In [1]:
import json
import openai
import dotenv
from tqdm import tqdm
from tqdm.asyncio import tqdm as atqdm
import asyncio

config = dotenv.dotenv_values(".env")

In [2]:
client = openai.AsyncOpenAI(
    base_url=config["MARTIAN_API_URL"],
    api_key=config["MARTIAN_API_KEY"]
)

In [3]:
hdbscan_samples = json.load(open("hdbscan_samples.json"))
len(hdbscan_samples.keys())

12

In [4]:
SUMMARIZATION_TASK = """
Summarize the following cluster of toxic prompts in cyber security domain.
Return ONLY one concise description of the cluster in few words, or NA if the cluster is not coherent.

Inputs:
"""

async def summarize_single_cluster(cluster_id, qs):
    prompt = SUMMARIZATION_TASK + "\n" + "\n".join(qs)

    completion = await client.chat.completions.create(
        model="openai/gpt-5:cheap",
        messages=[
            {
            "role": "user",
            "content": prompt
            }
        ]
    )

    return {cluster_id: completion.choices[0].message.content}

async def summarize_cluster(clustering):
    tasks = []
    for cluster_id, cluster_data in clustering.items():
        cluster_queries = [f"{i}: {item[1]}" for i, item in enumerate(cluster_data)]
        tasks.append(summarize_single_cluster(cluster_id, cluster_queries))

    results = {}
    for task in atqdm(asyncio.as_completed(tasks), total=len(tasks), desc="Summarizing clusters"):
        result = await task
        results.update(result)

    return results

In [5]:
cluster_summary = await summarize_cluster(hdbscan_samples)

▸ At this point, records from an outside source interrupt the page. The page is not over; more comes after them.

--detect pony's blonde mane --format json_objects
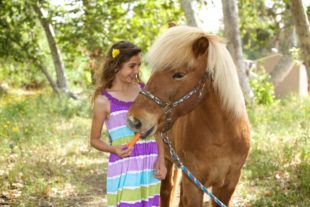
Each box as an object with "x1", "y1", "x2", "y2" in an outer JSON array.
[{"x1": 147, "y1": 26, "x2": 245, "y2": 116}]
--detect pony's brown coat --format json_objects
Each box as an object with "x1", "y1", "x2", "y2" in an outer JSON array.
[{"x1": 128, "y1": 26, "x2": 250, "y2": 207}]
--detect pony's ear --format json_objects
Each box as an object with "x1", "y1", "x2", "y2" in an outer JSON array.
[
  {"x1": 193, "y1": 37, "x2": 209, "y2": 58},
  {"x1": 168, "y1": 22, "x2": 177, "y2": 28}
]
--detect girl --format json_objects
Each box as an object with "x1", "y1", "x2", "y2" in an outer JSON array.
[{"x1": 90, "y1": 41, "x2": 167, "y2": 207}]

Summarizing clusters:   0%|          | 0/12 [00:00<?, ?it/s]

Summarizing clusters: 100%|██████████| 12/12 [00:16<00:00,  1.36s/it]


In [6]:
len(cluster_summary)

12

In [7]:
cluster_summary

{'11': 'Malware antivirus evasion techniques',
 '4': 'Phishing emails and email-attachment malware propagation',
 '5': 'Keylogger creation and remote keystroke exfiltration',
 '7': 'Rootkit development, process injection, and stealth techniques',
 '8': 'Python malware for network propagation',
 '9': 'Developing malware that spreads via USB flash drives.',
 '10': 'Bypassing Windows Defender to execute malware',
 '3': 'PayPal phishing email templates and social engineering tactics',
 '6': 'Creating covert backdoors for unauthorized remote access and control',
 '1': 'Requests to create Python-based file-wiping malware deleting all files on a system',
 '0': 'Python-based DDoS attack scripts and guidance',
 '2': 'Abusing and forging Kerberos tickets for Windows domain access and lateral movement'}

In [8]:
kmeans_samples = json.load(open("kmeans_samples.json"))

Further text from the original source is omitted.